I giardini del Ryōanji di Kyoto, sono un esempio, sono stati progettati in origine nel 1500 dall’architetto da Sōami

Gli alberi in vaso alcuni composti da una o più piante altri arricchiti da anche da alcuni elementi architettonici, non sono soltanto un oggetto di ammirazione e di divertimento, ma un messaggio eloquente di serenità e di pace che rafforza il legame primordiale con la madre natura, sono detentori della forza divina per cui possiamo considerali una piccola divinità, lo spirito che li possiede e ne crea l’esistenza per poter essere apprezzati e custoditi in uno piccolo spazio .

Un piccolo miracolo, un albero genealogico vivente da apprezzare anche per centinaia di anni quindi, la vittoria della vita sulla morte grazie alla volontà dell’uomo ai suoi momenti di riflessione e ai sentimenti profondi trasmessi a generazioni per generazioni.

Questo tipo di approccio verso il bonsai è tipicamente orientale quasi a consideralo come esempio d’arte e come arte – concettuale.

Mentre spesso in Occidente è considerato puro elemento decorativo ed esclusivamente estetico nell’interno dell’abitazione, a cui spesso si osserva con una certa diffidenza come un episodio di tortura nei confronti di un albero per le molteplici manipolazioni e cure a cui è sottoposto.

In Occidente, a Parigi, nel 1878, furono esposti i primi bonsai in occasione dell’Esposizione Universale, e raccolsero molto interesse di pubblico, essi si unirono al gusto decorativo della moda delle Cineserie, insieme le porcellane, alla moda del tè, le spezie ecc… Si possono individuare cinque stili fondamentali di bonsai che sono stati ripetuti nel tempo con risultati estetici eccellenti e perfetti nel loro equilibrio sia statico che di sintesi estetica.

Chokkan, costituito da una unica pianta e formato da un unico tronco, i rami sono alternati simmetricamente e si assottigliano verso l’alto, le radici emergono in superficie, le piante più adatte a questo stile sono l’acero, il tiglio, l’olmo giapponese, la serissa e il faggio, la forma del vaso in porcellana deve essere rigorosamente rettangolare.

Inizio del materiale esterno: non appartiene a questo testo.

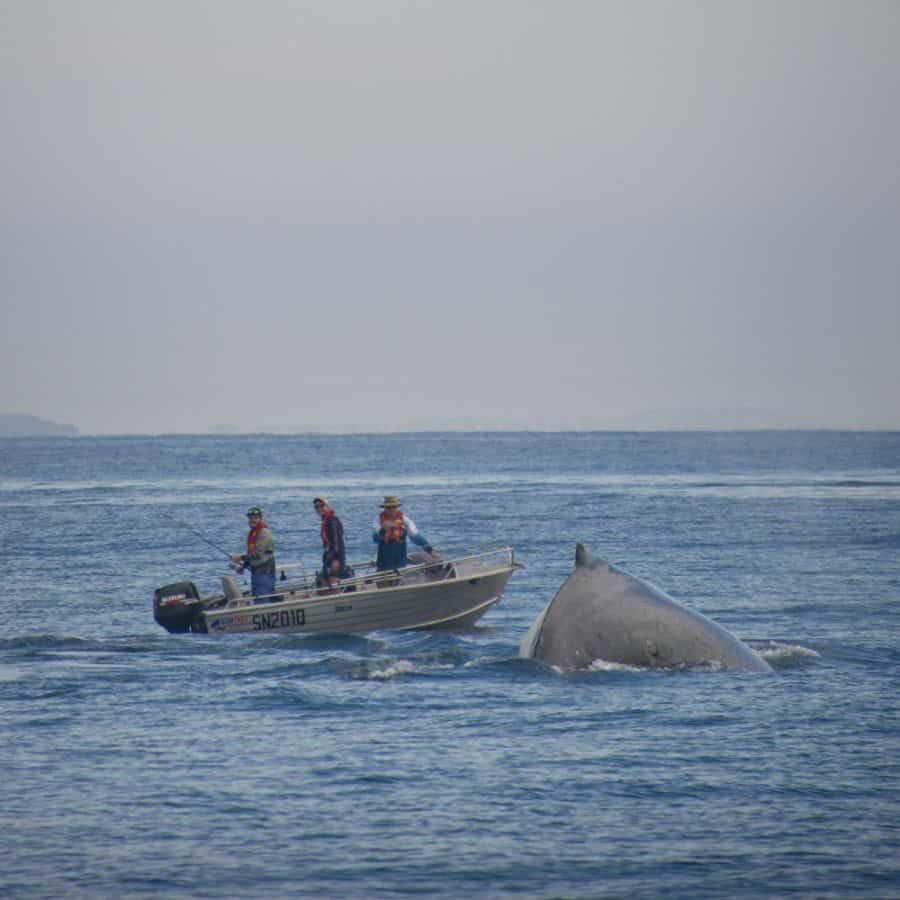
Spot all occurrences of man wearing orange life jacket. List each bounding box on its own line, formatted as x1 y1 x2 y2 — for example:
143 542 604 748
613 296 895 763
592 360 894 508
372 496 432 571
231 506 275 603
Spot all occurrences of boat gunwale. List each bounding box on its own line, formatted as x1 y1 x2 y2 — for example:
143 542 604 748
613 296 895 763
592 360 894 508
201 564 517 618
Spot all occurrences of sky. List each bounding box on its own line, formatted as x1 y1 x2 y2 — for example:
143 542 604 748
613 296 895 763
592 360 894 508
0 0 900 434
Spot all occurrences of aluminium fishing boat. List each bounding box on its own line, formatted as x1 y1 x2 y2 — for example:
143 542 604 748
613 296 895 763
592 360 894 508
153 547 521 634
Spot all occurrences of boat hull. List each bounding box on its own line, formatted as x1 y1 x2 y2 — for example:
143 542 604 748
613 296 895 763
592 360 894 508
201 567 513 634
153 547 520 634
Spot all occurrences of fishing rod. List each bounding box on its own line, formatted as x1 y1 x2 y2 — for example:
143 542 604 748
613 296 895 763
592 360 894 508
174 519 243 566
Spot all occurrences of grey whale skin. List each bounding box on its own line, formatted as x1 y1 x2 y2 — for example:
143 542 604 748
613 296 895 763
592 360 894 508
519 544 772 672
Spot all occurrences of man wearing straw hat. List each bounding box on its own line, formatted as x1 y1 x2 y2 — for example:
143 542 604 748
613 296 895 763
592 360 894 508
231 506 275 603
372 496 432 572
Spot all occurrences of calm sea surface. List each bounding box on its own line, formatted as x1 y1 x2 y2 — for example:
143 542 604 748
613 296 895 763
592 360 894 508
0 432 900 898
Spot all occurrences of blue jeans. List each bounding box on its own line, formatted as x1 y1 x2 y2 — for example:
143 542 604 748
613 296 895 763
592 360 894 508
250 572 275 603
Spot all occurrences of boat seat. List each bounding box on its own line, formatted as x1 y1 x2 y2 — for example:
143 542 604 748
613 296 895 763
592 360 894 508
222 575 244 603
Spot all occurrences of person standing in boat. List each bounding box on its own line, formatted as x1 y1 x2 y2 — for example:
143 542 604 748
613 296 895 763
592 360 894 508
231 506 275 603
372 496 432 572
313 495 349 581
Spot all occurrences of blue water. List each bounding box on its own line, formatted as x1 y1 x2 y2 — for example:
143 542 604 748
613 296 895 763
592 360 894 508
0 432 900 898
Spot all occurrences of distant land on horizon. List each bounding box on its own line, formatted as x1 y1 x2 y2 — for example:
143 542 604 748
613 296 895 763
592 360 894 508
0 414 78 437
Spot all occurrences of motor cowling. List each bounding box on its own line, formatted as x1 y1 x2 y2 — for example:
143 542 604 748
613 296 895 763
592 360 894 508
153 581 206 634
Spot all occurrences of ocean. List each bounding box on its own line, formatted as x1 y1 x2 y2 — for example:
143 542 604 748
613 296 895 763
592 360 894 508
0 432 900 898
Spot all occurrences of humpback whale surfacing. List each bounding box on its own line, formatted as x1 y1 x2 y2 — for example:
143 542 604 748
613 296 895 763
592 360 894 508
519 544 772 672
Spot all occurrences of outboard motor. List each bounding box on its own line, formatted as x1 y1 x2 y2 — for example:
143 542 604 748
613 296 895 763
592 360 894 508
153 581 206 634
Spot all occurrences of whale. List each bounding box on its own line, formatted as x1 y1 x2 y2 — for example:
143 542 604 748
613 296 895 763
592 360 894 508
519 544 772 672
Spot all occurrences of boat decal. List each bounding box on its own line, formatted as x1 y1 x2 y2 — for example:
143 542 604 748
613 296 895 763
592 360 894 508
250 609 306 631
209 616 250 629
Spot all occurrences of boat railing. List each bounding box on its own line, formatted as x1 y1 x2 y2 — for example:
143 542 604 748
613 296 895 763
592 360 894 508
237 547 520 603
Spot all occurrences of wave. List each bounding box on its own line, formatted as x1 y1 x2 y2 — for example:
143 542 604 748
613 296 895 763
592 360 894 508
746 640 819 669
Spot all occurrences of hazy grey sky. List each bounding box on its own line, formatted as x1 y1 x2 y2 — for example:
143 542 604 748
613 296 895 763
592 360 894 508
0 0 900 433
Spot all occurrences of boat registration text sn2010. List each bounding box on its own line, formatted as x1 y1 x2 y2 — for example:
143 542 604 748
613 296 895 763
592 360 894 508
209 609 306 631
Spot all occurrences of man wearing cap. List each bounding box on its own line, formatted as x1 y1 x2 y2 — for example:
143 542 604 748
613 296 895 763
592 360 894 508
231 506 275 603
313 494 348 580
372 496 432 572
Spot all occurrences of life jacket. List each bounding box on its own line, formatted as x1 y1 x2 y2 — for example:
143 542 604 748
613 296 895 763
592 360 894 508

Lo stile Moyogi, simile al precedente, si distingue per la maggiore libertà del tronco che non è eretto, ma sinuoso e l’apice della pianta deve cadere perpendicolare entro la base del tronco.

I rami diventano sottili alla sommità, i faggi, le querce gli olivi gli aceri e le azalee, sono le piante più adatte a questa forma che stilisticamente è bene inserita in un vaso rotondo, ovale o tondeggiante.

Shakan è inclinato di 45 gradi rispetto alla base del tronco e l’apice della pianta deve svilupparsi in senso opposto alla base del tronco per non sbilanciarsi, a questo stile si adatta alle conifere, ginepri, pinus pentaphylla, pinus nigra, la forma del vaso deve essere rettangolare.

Lo stile Kengai è quello più particolare, l’apice della pianta oltrepassa l’altezza del vaso e scende a cascata, il tronco è contorto e cade su se stesso. L’olmo giapponese è la pianta più adatta per questo genere di bonsai che è molto scenografico il vaso deve essere alto e può avere una forma tonda.

Han-Kengai è un bonsai simile al precedente e anche la qualità della pianta è identica, ma la forma dell’apice inferiore della pianta non deve superare l’altezza del vaso che può essere rotondo, quadrato, o tondeggiante.

La forma del bonsai è il risultato di linee di forza rappresentate dal tronco, una di queste linee deve predominare rispetto alle altre, non possono sussistere due tronchi di uguale forza, per cui la simmetria è vietata.

Il bonsai imprigiona la forza della natura e la forma è il risultato dell’educazione spirituale e estetica dell’uomo.